In den fünfziger Jahren wechselten gesellschaftskritische Filme, Komödien und Thriller einander ab. In "Boulevard der Dämmerung" (1950) schilderte er das Schicksal einer alternden Filmdiva, in "Reporter des Satans" (1951) attackierte er die Sensationsgier skrupelloser Massenmedien, in "Sabrina" (1954) präsentierte er die bezaubernde Audrey Hepburn als arme Chauffeurstochter, die zwei ungleichen Millionärsbrüdern (Humphrey Bogart und William Holden) den Kopf verdreht, und in "Das verflixte siebente Jahr" (1955) erliegt ein harmloser Strohwitwer beinahe den erotischen Reizen der hinreißenden Marilyn Monroe. 1957 drehte Wilder "Zeugin der Anklage", ein hochspannendes Gerichtsdrama mit dem großen Charles Laughton und der deutschen Emigrantin Marlene Dietrich.

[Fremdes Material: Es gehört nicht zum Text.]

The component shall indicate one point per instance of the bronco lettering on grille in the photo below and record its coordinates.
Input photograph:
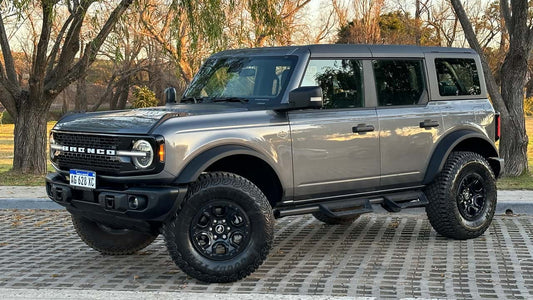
(88, 150)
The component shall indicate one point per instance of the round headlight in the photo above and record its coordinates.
(144, 161)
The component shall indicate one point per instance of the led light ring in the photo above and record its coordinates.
(146, 147)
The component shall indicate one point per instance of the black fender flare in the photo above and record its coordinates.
(202, 161)
(449, 143)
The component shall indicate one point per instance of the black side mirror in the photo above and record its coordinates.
(306, 97)
(170, 95)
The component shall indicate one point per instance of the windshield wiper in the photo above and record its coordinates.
(195, 99)
(189, 99)
(231, 99)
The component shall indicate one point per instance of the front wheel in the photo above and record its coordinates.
(109, 240)
(222, 231)
(462, 200)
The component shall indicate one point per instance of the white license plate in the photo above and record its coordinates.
(86, 179)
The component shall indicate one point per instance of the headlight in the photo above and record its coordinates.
(145, 161)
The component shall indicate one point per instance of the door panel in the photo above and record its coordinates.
(407, 139)
(330, 156)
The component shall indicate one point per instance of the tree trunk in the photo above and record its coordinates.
(30, 138)
(81, 95)
(529, 88)
(513, 146)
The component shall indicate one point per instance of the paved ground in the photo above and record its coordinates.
(380, 255)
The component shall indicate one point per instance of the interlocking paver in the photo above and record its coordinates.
(379, 255)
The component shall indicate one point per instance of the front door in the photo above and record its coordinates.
(335, 149)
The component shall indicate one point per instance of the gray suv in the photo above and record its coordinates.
(260, 134)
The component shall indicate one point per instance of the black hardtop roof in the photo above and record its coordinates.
(323, 50)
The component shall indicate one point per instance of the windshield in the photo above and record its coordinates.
(257, 80)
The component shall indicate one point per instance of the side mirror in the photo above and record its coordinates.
(170, 95)
(306, 97)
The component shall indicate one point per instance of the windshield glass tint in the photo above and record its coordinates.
(252, 78)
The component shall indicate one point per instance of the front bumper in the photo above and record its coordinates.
(116, 207)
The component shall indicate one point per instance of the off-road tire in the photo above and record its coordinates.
(445, 194)
(334, 221)
(110, 241)
(210, 191)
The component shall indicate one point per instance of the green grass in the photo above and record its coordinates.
(8, 177)
(525, 181)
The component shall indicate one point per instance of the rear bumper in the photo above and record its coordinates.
(137, 208)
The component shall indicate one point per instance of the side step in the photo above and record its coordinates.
(346, 208)
(341, 208)
(397, 202)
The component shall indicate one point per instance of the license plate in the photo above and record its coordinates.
(86, 179)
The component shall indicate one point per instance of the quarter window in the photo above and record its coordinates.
(341, 81)
(457, 76)
(399, 82)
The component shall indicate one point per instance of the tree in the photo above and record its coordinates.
(54, 66)
(508, 98)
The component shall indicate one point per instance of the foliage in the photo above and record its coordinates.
(144, 97)
(395, 27)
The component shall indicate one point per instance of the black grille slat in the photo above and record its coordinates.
(89, 141)
(100, 163)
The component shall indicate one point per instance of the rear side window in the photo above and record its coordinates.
(457, 76)
(341, 81)
(399, 82)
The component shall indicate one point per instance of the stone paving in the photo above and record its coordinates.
(379, 255)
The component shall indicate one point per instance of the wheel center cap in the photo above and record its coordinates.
(219, 229)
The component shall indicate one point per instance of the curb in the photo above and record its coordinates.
(504, 206)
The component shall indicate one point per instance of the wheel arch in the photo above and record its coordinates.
(461, 140)
(239, 160)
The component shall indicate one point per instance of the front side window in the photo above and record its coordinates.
(399, 82)
(341, 81)
(250, 78)
(457, 76)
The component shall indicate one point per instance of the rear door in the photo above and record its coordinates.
(410, 125)
(335, 149)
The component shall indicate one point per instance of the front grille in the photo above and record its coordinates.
(88, 141)
(103, 164)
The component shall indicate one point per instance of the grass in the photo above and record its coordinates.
(8, 177)
(525, 181)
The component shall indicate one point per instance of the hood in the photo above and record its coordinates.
(138, 121)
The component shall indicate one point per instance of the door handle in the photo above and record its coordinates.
(362, 128)
(429, 124)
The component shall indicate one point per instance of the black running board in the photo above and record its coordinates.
(397, 202)
(348, 207)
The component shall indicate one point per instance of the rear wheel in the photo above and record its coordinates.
(223, 230)
(334, 220)
(462, 200)
(109, 240)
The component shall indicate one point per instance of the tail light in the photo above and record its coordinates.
(498, 126)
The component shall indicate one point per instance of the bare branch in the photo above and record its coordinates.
(8, 56)
(492, 86)
(39, 59)
(506, 14)
(91, 50)
(57, 44)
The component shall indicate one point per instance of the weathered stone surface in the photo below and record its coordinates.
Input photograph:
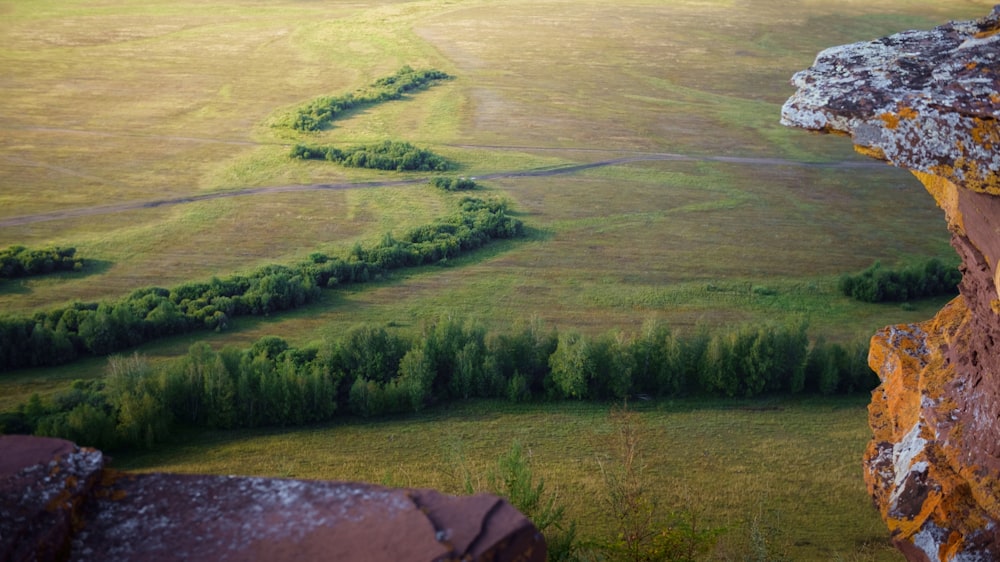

Zu seinen schönsten Komödien gehört wohl "Manche mögen’s heiß" (1959), ein Travestieulk mit der Monroe als Tingeltangel-Sängerin und Jack Lemmon und Tony Curtis als arbeitslosen Musikern. Der Film beginnt im Chikago der zwanziger Jahre, in der Ära der Prohibition und der blutigen Bandenkriege. Ausgerechnet am Valentinstag, eigentlich einem Fest der Liebe, findet hier ein in die amerikanische Kriminalgeschichte eingegangenes Massaker statt, das der Regisseur zu einem unglaublich komischen Einstieg in eine Verkleidungskomödie ersten Ranges benutzt. Zu allem Überfluß wird der Mafiapate am Schluß von einem Killer erschossen, der einer riesigen Geburtstagstorte entsteigt, ein so genialer Gag, daß nur Wilder ihn erfinden konnte. Mit "Das Apartment" (1960), wiederum mit Jack Lemmon als gutmütigem Angestellten, der von seinen diversen Chefs ausgenutzt wird, und Shirley Mac-Laine als hübschem Liftgirl, das sich prinzipiell in die falschen Männer verliebt, bewies er, daß er auch die verhalten-komödiantischen Töne bestens beherrschte. Im Berlin des Kalten Krieges ließ Wilder 1961 die Komödie "Eins, zwei drei" mit deutschen Stars wie Lieselotte Pulver und Horst Buchholz spielen. Mit Jack Lemmon, dem Favoriten unter seinen Stars, durften die Zuschauer 1963 in "Das Mädchen Irma la Douce" (mit Shirley MacLaine) und 1981 in "Buddy, Buddy" ein Wiedersehen feiern.

1977 erschienen seine Memoiren "Billy Wilder in Hollywood", 1992 in Zusammenarbeit mit Hellmuth Karasek "Billy Wilder – eine Nahaufnahme" und 1999 Cameron Crowes "Conversations with Billy Wilder". Wenn man ihm zuhört, lernt man eine Menge über die pragmatische Seite des Filmemachens jenseits der glamourösen Attitüden der Traumfabrik Hollywood, deren berühmtester Regisseur er gleichwohl ist. Am 22. Juni feiert das Regie-Genie Billy Wilder seinen 95. Geburtstag.